Hepatic insulin resistance is a critical component in the development of type 2 diabetes mellitus. In many cases, insulin resistance in liver is associated with reduced expression of both major insulin receptor substrate (IRS) proteins, IRS-1 and IRS-2. To investigate the specific functions of IRS-1 and IRS-2 in regulating liver function in vivo, we developed an adenovirus-mediated RNA interference technique in which short hairpin RNAs (shRNAs) are used to knock down IRS-1, IRS-2, or both, by 70-80% in livers of WT mice. The knockdown of IRS-1 resulted in an upregulation of the gluconeogenic enzymes glucose-6 phosphatase and phosphoenolpyruvate carboxykinase, as well as a marked increase in hepatic nuclear factor-4 alpha.
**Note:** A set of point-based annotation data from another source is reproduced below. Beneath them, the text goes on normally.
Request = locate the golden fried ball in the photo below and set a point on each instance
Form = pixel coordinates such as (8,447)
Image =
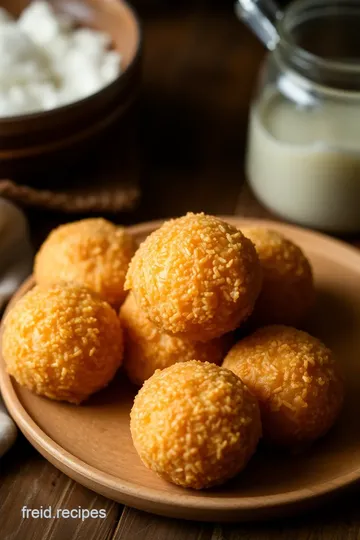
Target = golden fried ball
(90,252)
(196,277)
(148,349)
(195,424)
(62,342)
(288,290)
(296,380)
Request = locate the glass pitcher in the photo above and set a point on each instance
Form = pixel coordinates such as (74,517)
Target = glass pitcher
(303,157)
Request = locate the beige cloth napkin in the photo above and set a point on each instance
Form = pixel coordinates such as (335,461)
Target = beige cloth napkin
(15,266)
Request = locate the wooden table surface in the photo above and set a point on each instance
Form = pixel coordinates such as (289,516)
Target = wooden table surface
(200,66)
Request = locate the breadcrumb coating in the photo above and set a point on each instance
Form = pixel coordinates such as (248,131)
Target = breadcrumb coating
(90,252)
(288,290)
(148,349)
(195,424)
(296,380)
(62,342)
(196,277)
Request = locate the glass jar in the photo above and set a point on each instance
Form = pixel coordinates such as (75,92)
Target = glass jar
(303,157)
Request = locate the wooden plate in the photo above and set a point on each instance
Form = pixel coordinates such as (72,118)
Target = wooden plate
(92,443)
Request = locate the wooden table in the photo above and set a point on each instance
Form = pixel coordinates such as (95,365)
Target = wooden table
(199,72)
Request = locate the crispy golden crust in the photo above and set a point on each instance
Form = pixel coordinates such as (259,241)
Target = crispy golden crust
(62,342)
(296,380)
(90,252)
(148,349)
(196,277)
(288,291)
(195,424)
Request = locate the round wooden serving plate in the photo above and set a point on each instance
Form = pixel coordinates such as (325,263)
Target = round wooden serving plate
(92,444)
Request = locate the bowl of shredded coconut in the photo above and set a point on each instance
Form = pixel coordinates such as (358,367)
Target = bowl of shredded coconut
(68,70)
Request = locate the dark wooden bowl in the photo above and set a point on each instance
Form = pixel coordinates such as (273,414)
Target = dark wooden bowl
(39,139)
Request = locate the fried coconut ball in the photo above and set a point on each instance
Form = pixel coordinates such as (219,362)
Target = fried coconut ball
(288,290)
(294,377)
(196,277)
(90,252)
(62,342)
(148,349)
(195,424)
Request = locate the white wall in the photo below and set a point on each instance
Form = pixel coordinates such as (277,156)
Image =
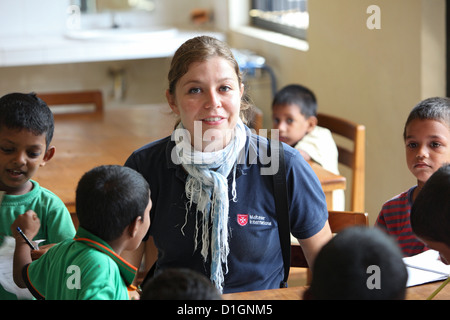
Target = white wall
(145,80)
(373,77)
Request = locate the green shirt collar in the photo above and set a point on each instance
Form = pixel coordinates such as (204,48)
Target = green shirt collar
(127,271)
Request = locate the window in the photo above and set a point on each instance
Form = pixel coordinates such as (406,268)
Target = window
(289,17)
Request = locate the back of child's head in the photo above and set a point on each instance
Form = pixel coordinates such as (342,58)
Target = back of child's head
(26,111)
(430,213)
(109,198)
(180,284)
(295,94)
(436,108)
(359,263)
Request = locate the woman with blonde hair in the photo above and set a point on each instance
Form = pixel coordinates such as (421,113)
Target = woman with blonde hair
(211,181)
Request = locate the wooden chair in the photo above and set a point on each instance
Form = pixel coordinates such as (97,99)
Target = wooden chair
(338,221)
(254,117)
(94,97)
(354,159)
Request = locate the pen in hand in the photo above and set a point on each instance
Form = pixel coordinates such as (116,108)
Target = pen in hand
(26,239)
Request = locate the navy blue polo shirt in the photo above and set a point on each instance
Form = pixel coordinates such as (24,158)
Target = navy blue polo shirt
(255,261)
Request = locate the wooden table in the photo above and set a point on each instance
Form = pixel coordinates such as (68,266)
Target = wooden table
(84,141)
(296,293)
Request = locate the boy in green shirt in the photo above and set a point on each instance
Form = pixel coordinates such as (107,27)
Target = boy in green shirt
(26,131)
(113,206)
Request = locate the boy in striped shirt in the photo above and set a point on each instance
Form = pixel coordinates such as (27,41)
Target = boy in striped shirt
(427,141)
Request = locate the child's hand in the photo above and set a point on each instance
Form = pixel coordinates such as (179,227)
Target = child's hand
(36,254)
(28,222)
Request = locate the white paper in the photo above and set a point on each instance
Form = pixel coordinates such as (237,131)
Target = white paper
(6,269)
(425,267)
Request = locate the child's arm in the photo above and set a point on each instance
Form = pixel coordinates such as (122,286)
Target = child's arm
(30,224)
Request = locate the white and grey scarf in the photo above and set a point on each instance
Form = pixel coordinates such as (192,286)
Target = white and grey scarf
(207,187)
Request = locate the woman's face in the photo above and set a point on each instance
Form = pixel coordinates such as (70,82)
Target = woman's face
(208,99)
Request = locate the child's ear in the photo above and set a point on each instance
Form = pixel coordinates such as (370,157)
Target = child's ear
(171,100)
(312,123)
(133,227)
(48,155)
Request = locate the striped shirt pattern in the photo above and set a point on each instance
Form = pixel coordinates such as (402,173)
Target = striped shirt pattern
(394,218)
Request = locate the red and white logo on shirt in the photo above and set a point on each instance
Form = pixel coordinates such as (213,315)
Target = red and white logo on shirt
(242,219)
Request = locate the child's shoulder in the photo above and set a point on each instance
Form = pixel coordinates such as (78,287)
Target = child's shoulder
(401,198)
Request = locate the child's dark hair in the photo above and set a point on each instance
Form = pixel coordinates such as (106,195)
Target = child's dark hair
(27,111)
(298,95)
(436,108)
(180,284)
(109,198)
(430,213)
(343,267)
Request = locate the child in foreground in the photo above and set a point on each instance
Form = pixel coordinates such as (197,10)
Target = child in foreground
(427,140)
(180,284)
(359,263)
(294,114)
(430,213)
(26,131)
(113,205)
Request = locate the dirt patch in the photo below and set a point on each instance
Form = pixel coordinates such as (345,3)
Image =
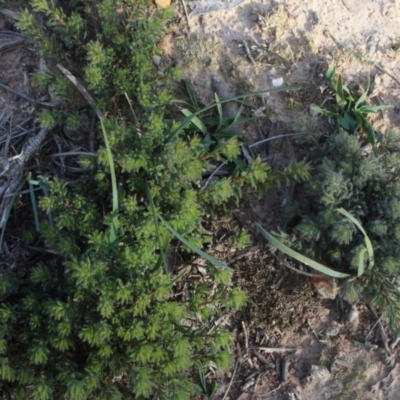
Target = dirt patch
(256,46)
(290,344)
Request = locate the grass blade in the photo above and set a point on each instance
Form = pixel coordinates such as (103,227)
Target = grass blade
(153,212)
(7,212)
(195,121)
(34,205)
(194,248)
(191,94)
(114,223)
(219,108)
(299,257)
(187,121)
(368,243)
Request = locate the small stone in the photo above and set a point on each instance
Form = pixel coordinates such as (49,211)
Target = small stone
(156,60)
(325,287)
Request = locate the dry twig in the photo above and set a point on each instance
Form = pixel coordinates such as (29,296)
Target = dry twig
(384,338)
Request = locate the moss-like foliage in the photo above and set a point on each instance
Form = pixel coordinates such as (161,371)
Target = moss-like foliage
(104,319)
(362,179)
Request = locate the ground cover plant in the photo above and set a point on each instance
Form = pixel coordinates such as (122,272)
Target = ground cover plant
(345,222)
(102,318)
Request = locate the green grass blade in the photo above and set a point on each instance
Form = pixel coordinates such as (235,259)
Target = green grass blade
(153,212)
(194,248)
(361,264)
(330,73)
(188,120)
(219,109)
(7,212)
(368,243)
(34,206)
(114,223)
(43,185)
(191,94)
(340,97)
(324,112)
(299,257)
(374,109)
(195,121)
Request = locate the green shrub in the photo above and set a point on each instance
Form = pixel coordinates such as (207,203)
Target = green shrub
(363,180)
(104,319)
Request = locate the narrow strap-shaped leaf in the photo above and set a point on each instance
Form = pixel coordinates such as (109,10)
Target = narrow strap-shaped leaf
(194,248)
(368,243)
(299,257)
(153,212)
(195,121)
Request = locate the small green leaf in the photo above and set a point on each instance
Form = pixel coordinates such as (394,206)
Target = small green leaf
(366,238)
(347,122)
(340,97)
(369,130)
(299,257)
(192,95)
(194,248)
(195,121)
(373,109)
(330,73)
(324,112)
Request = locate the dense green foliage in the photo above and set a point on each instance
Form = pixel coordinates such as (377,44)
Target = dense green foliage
(104,319)
(363,180)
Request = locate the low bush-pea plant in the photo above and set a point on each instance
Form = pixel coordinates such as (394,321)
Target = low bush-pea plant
(348,110)
(349,225)
(104,318)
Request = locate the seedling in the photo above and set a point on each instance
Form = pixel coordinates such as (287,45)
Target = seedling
(348,111)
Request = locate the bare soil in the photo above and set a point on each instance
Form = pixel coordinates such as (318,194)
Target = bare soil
(316,354)
(253,47)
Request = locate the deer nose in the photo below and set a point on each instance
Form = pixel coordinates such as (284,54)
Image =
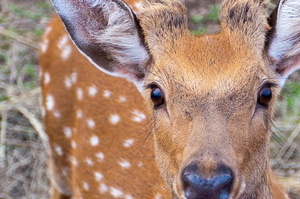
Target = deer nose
(216,187)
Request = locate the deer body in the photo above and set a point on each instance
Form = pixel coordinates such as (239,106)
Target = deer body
(201,130)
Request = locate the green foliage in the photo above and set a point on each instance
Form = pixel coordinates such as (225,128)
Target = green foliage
(291,93)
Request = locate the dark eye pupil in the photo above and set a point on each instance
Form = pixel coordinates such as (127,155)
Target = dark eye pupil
(265,96)
(157,96)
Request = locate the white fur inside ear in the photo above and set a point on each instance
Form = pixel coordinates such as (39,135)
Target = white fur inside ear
(124,43)
(106,32)
(286,41)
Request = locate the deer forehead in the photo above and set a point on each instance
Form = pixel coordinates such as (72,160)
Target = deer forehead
(210,68)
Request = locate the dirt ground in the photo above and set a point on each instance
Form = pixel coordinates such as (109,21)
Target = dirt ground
(23,142)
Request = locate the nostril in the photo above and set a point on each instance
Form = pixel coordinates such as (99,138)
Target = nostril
(217,187)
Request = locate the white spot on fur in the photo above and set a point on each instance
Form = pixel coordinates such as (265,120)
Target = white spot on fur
(63,41)
(68,82)
(56,114)
(158,196)
(94,140)
(128,142)
(128,196)
(74,77)
(43,111)
(116,193)
(89,161)
(85,186)
(140,164)
(45,42)
(67,132)
(124,164)
(138,116)
(98,176)
(79,93)
(74,144)
(106,93)
(103,188)
(44,45)
(138,5)
(73,161)
(114,119)
(100,156)
(49,102)
(93,91)
(122,99)
(66,51)
(47,78)
(79,113)
(58,150)
(91,123)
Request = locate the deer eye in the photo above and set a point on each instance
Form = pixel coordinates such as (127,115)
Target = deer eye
(265,96)
(157,96)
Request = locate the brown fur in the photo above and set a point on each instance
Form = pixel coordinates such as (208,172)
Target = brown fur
(211,85)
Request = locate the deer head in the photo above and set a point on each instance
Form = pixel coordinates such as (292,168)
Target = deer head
(211,97)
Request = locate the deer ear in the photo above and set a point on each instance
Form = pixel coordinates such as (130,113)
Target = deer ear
(283,42)
(108,34)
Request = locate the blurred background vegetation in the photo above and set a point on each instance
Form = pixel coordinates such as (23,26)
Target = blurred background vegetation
(22,141)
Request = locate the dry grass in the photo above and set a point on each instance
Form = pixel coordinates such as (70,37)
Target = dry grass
(23,142)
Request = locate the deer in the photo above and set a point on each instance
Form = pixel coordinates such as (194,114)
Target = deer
(135,106)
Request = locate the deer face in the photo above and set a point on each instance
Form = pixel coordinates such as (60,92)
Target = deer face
(211,97)
(212,103)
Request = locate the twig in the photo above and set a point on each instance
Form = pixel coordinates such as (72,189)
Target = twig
(3,134)
(19,38)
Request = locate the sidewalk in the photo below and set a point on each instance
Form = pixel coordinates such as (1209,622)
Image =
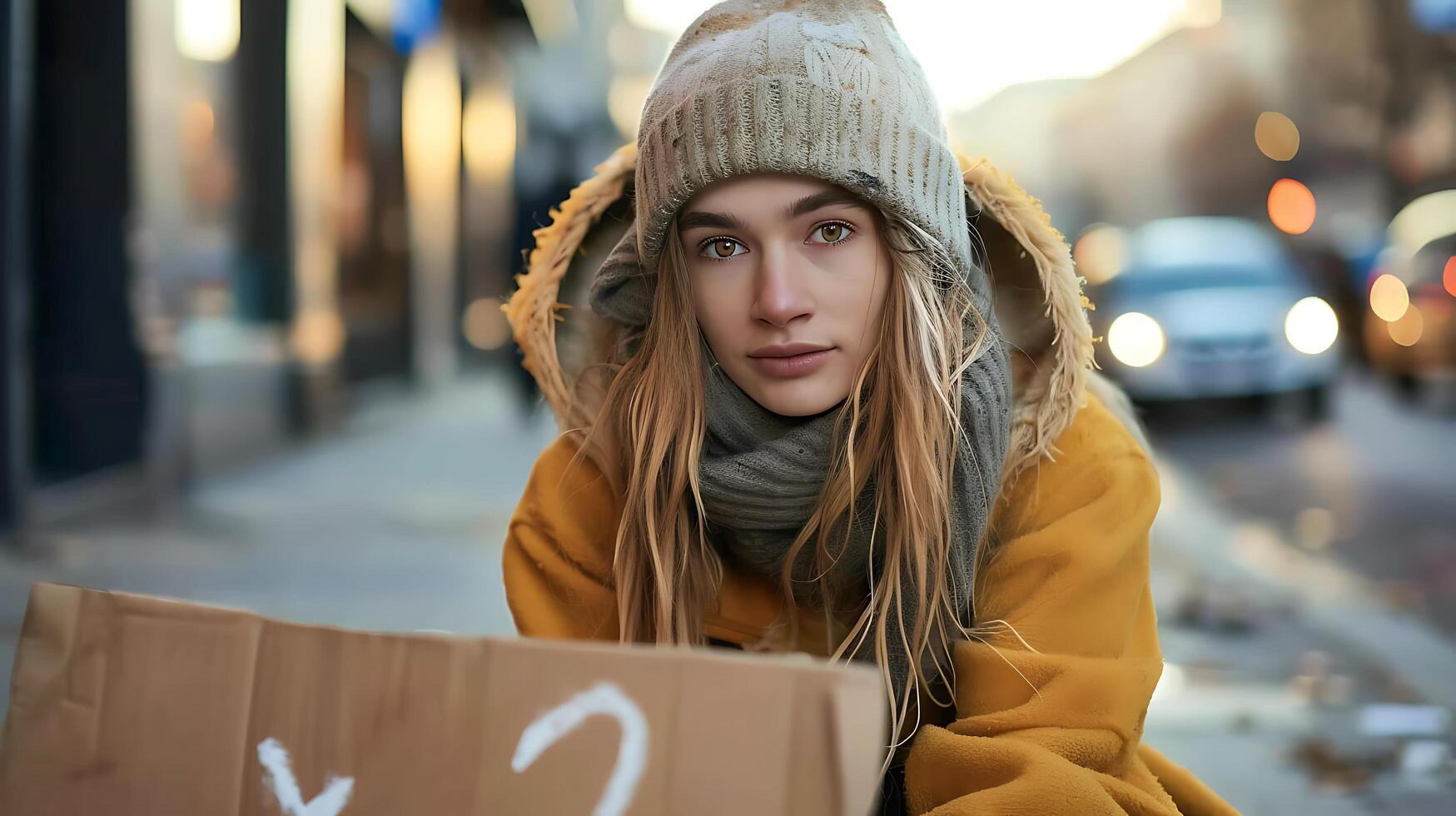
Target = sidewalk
(396,525)
(1235,699)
Decreased IRS-1 was also associated with a decrease in glucokinase expression and a trend toward increased blood glucose, whereas knockdown of IRS-2 resulted in the upregulation of lipogenic enzymes SREBP-1c and fatty acid synthase, as well as increased hepatic lipid accumulation. The concomitant injection of IRS-1 and IRS-2 adenoviral shRNAs resulted in systemic insulin resistance, glucose intolerance, and hepatic steatosis. The alterations in the dual-knockdown mice were associated with defective Akt activation and Foxo1 phosphorylation. Taken together, our results demonstrate that hepatic IRS-1 and IRS-2 have complementary roles in the control of hepatic metabolism, with IRS-1 more closely linked to glucose homeostasis and IRS-2 more closely linked to lipid metabolism.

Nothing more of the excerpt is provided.